The competition is fierce, made fiercer, no doubt, by the fact that those competing are usually successful, wealthy and used to getting their way. Parents hire consultants and coaches for their 2-year-olds, get influential friends to write letters of recommendation, and make wild promises about how they will help the school after their children get enrolled.

All this is regarded as typical New York behavior. The anxiety-ridden parents worry that if Junior doesn't get into a good nursery school (tuition of roughly $15,000 [¥1.8 million]), he won't get into a good elementary school, junior high, high school, and then Harvard, thus bringing everlasting shame onto the family - this is a New York stereotype. But what Jack Grubman did has set new standards for "going the extra mile."

Grubman's firm is a division of Citigroup.

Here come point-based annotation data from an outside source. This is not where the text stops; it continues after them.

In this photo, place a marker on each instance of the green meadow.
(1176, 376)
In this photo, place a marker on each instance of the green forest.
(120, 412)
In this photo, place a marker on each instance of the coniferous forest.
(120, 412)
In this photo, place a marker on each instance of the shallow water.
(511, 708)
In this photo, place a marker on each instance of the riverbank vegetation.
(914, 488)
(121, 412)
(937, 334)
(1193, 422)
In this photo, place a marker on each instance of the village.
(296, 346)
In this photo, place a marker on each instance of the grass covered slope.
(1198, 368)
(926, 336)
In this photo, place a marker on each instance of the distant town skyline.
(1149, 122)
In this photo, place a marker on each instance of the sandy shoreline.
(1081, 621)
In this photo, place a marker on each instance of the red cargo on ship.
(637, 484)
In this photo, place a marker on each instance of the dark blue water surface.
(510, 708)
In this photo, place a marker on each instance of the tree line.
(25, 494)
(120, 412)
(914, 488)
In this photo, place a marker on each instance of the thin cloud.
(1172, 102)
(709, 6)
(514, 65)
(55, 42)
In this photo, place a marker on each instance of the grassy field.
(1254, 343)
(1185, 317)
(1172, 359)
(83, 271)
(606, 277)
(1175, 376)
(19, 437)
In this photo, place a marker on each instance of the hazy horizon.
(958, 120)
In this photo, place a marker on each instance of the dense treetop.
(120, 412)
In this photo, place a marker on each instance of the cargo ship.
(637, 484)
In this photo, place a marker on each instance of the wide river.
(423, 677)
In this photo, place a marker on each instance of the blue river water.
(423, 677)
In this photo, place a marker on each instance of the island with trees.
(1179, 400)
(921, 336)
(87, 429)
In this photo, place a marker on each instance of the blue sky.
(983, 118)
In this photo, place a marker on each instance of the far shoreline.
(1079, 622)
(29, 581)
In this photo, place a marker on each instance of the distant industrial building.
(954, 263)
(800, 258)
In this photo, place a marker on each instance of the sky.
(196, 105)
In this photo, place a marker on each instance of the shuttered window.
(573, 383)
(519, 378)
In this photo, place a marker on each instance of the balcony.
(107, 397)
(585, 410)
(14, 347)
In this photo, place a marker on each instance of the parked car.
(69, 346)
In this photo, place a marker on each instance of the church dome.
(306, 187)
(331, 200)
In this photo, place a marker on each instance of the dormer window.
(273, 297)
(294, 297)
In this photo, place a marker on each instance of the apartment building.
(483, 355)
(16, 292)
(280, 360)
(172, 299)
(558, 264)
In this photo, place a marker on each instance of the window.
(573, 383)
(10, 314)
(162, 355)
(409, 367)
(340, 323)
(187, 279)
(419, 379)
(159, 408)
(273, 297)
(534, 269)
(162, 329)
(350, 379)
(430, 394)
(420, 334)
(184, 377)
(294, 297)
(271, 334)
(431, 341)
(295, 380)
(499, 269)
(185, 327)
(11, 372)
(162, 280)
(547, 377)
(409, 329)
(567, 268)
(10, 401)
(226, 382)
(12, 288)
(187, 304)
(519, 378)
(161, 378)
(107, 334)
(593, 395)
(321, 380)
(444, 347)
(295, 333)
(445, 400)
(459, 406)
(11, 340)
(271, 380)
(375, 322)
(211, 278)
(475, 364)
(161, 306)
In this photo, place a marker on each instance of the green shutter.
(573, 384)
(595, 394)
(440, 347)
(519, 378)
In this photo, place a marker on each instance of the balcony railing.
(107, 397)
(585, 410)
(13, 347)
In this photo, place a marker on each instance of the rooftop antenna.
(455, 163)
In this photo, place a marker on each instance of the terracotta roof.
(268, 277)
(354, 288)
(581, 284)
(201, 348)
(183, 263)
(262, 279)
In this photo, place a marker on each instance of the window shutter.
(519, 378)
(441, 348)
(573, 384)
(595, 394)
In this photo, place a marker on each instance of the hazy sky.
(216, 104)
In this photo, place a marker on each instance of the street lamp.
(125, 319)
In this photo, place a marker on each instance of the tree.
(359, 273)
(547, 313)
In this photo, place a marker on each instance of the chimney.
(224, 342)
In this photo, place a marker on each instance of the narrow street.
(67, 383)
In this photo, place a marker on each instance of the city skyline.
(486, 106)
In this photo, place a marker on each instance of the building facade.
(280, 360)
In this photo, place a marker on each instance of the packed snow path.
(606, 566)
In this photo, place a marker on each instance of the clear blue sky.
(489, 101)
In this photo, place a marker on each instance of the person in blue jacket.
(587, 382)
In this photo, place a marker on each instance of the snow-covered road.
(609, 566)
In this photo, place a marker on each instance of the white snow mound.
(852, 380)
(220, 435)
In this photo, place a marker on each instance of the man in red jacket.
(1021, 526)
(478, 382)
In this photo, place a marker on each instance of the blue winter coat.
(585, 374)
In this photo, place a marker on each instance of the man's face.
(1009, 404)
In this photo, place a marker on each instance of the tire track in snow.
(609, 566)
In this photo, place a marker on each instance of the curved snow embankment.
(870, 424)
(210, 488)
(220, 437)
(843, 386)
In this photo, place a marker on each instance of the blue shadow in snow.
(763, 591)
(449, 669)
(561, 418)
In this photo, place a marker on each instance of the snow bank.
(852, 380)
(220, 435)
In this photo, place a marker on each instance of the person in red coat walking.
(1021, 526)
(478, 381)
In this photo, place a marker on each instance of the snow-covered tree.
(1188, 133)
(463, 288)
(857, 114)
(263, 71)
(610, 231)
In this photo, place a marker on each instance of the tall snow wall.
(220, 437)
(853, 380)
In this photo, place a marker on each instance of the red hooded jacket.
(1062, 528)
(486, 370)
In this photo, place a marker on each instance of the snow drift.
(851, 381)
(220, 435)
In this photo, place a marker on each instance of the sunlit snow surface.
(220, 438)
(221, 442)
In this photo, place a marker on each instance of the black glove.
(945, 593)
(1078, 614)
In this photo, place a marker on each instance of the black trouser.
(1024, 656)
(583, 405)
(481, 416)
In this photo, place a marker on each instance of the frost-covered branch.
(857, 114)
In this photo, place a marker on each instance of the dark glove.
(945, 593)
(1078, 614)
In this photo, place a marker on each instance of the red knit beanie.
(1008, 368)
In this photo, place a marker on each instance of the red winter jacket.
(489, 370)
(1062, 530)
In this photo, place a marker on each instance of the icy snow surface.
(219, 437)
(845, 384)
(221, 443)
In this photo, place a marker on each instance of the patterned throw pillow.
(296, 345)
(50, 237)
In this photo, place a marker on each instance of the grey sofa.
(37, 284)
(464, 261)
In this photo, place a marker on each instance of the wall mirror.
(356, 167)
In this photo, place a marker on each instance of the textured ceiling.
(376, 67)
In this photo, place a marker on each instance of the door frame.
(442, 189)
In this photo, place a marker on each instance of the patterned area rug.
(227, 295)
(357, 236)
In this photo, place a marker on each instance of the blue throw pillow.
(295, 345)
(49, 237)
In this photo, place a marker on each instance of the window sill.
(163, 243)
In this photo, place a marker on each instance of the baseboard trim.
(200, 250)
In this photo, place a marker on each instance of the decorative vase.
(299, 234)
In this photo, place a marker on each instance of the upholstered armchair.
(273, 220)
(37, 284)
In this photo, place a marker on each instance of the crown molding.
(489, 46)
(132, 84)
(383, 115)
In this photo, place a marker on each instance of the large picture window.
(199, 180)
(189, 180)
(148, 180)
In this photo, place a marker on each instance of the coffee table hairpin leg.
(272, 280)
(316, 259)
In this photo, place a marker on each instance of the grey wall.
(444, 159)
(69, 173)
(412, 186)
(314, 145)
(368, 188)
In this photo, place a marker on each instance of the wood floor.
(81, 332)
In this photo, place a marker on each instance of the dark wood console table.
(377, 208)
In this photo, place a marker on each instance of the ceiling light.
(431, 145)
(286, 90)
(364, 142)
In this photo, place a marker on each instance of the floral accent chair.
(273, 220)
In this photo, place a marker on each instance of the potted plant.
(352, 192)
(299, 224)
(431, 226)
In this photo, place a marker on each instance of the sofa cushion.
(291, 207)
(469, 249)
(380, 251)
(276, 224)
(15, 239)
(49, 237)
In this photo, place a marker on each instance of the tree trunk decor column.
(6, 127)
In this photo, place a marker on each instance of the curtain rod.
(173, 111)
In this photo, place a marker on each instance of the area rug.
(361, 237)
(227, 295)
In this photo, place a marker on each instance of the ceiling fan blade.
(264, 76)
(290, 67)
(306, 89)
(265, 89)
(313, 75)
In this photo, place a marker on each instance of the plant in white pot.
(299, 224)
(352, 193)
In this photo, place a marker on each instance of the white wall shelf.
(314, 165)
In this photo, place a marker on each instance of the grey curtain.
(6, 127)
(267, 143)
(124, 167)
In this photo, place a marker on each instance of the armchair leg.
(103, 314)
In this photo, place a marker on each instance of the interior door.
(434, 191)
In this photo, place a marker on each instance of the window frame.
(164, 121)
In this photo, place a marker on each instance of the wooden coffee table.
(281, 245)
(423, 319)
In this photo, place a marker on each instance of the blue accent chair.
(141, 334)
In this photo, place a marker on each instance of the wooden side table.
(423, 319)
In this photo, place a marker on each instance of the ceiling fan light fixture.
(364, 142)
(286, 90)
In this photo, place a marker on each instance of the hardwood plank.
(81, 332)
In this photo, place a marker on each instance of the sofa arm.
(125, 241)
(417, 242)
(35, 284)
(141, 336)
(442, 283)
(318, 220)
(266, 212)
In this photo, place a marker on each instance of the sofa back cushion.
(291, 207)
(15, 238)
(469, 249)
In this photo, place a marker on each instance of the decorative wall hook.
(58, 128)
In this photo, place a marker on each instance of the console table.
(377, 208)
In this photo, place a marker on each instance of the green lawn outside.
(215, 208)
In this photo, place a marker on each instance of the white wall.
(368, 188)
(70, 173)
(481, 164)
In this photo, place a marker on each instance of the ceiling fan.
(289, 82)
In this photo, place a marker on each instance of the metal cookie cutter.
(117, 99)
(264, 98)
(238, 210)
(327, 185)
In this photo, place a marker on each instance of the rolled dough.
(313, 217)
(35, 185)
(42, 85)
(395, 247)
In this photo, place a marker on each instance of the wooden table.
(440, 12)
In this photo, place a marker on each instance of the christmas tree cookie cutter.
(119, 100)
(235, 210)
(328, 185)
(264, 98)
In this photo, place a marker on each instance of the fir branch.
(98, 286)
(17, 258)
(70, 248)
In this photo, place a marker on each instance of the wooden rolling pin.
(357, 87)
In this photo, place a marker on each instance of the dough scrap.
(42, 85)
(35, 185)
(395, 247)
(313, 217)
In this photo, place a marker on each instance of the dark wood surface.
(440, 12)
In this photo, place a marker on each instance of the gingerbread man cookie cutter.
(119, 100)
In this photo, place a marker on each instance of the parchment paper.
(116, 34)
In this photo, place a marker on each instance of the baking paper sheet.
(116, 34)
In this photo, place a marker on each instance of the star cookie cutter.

Citigroup's chairman, Sanford Weill, asked Grubman to reconsider his unenthusiastic rating on AT&T. The chairman of AT&T, for one, sat on Citigroup's board of directors, and for another, Weill wanted AT&T to become a Citigroup client. Grubman, in turn, asked Weill for help in getting his daughters into the 92nd Street Y.

This is what happened. Grubman raised his rating on AT&T stock from "hold" to "strong buy." Citigroup donated $1 million (¥120 million) to the 92nd Street Y. Grubman's daughters were accepted at the nursery school.

The reason this came to light is that Grubman bragged about his achievement in emails to friends. The contents of the emails were disclosed because of investigations into whether stock analysts like Grubman were not necessarily objective in their stock recommendations - in particular, whether they recommended certain stocks not because they were good stocks, but because their firms wanted to curry the favor of companies in order to get investment banking business.

Since the bursting of the stock market bubble, telecom shares have collapsed, in some cases to about one percent of their peak value. It is amusing (provided that you don't own any AT&T stock) to think that the bubble was caused, if only in very small part, by one man's efforts to get his daughters into nursery school.

For the record, all three parties - Grubman, Weill and the nursery school - deny that there was any quid pro quo. Grubman says he was lying in the emails. Weill says that he did put in a word for the Grubman girls, but denies that the $1 million (¥20 million) donation was tied to the upgrade of AT&T stock. And the nursery school says that the girls went through the same rigorous admissions process as everyone else. The district attorney's office is investigating.